# KeyListener hält nicht mit



## Reality (21. Okt 2004)

Hi,
ich experimentiere etwas rum und ich steuere gerade eine Bombermanfigur über die Tastatur.
Wenn ich jedoch eine Taste gedrückt halte, dauert es immer ca. 0,5 sec. bis die Aktion dauerhaft ausgeführt wird (keyPressed).
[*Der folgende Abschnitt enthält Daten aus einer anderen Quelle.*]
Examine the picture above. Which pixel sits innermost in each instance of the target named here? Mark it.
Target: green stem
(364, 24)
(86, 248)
Ich habe es schon mit einer zusätzlichen Methode (keyTyped) versucht, aber das ging auch nicht.

Weiß jemand Rat?

Liebe Grüße
Reality


----------



## Beni (21. Okt 2004)

Multithreading :wink:

Wenn eine Taste gedrückt wird, setzt du irgendeine boolsche Variable auf true, wenn die Taste wieder losgelassen wird, setzt du auch die Variable auf false.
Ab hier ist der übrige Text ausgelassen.